I think you first need to answer what libc you are patching, because there is no such code in glibc 2.4 nor glibc 2.3.6.
It's against the code added in CVS version 1.50.4.1 on the glibc-2_3-branch: 2005-03-29 Jakub Jelinek <jakub@redhat.com> [BZ #1087] * posix/fnmatch.c (fnmatch): For short patterns or strings attempt to avoid calling mbsrtowcs twice. or the equivalent code in 1.51 on CVS head. (I'm actually using a version of 2.3.6 with a significant set of additional vendor patches.)

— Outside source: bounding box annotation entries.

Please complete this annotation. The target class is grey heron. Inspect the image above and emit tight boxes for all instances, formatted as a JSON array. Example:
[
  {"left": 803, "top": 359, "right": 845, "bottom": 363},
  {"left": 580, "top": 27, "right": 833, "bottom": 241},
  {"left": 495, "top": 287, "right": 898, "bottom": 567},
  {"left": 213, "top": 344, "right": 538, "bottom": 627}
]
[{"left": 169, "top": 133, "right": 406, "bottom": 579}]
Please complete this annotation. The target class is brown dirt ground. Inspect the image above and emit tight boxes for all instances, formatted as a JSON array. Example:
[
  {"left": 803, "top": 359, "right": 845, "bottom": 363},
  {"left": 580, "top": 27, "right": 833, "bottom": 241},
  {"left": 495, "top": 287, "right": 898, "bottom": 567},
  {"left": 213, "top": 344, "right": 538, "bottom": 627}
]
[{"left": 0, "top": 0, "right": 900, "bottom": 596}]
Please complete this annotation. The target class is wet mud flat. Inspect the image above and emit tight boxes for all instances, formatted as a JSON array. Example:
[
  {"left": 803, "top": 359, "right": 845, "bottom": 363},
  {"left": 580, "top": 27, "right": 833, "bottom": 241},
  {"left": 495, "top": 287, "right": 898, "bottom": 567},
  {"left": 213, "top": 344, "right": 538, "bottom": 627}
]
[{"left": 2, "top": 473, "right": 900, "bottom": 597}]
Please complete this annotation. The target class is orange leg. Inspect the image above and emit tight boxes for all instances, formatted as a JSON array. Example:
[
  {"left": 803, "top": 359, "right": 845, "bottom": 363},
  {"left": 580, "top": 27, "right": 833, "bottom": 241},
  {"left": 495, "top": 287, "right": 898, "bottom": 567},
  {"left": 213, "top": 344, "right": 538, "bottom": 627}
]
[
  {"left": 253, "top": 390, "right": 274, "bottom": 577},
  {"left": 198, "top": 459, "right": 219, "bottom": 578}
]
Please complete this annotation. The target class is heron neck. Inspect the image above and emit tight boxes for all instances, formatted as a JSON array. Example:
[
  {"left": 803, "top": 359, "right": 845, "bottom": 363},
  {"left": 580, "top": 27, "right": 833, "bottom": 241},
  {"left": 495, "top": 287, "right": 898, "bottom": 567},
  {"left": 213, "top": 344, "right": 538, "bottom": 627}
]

glibc-2_3-branch has: #ifdef _LIBC n = strnlen (string, 1024); #else n = strlen (string); #endif p = string; if (__builtin_expect (n < 1024, 1)) { wstring = (wchar_t *) alloca ((n + 1) * sizeof (wchar_t)); n = mbsrtowcs (wstring, &p, n + 1, &ps); if (__builtin_expect (n == (size_t) -1, 0)) /* Something wrong. XXX Do we have to set `errno' to something which mbsrtows hasn't already done? */ return -1; if (p) memset (&ps, '\0', sizeof (ps)); } if (__builtin_expect (p != NULL, 0)) { n = mbsrtowcs (NULL, &string, 0, &ps); if (__builtin_expect (n == (size_t) -1, 0)) /* Something wrong. XXX Do we have to set `errno' to something which mbsrtows hasn't already done? */ return -1; wstring = (wchar_t *) alloca ((n + 1) * sizeof (wchar_t)); assert (mbsinit (&ps)); (void) mbsrtowcs (wstring, &string, n + 1, &ps); } return internal_fnwmatch (wpattern, wstring, wstring + n, flags & FNM_PERIOD, flags); No try_singlebyte label and I don't see how can wstring end up being uninitialized (well, GCC will warn, but that's GCC deficiency).
*Embarassed pause* Sorry about that -- I should have checked more carefully precisely what my distribution (Gentoo) was doing to that file. Having found one patch to that function, I failed to notice a second one that introduces this bug by deleting the line wstring = (wchar_t *) alloca ((n + 1) * sizeof (wchar_t)); Anyway, this is clearly Gentoo's bug not yours. Sorry to have inconvenienced you with it.
Ok, let's close since this is a Gentoo bug.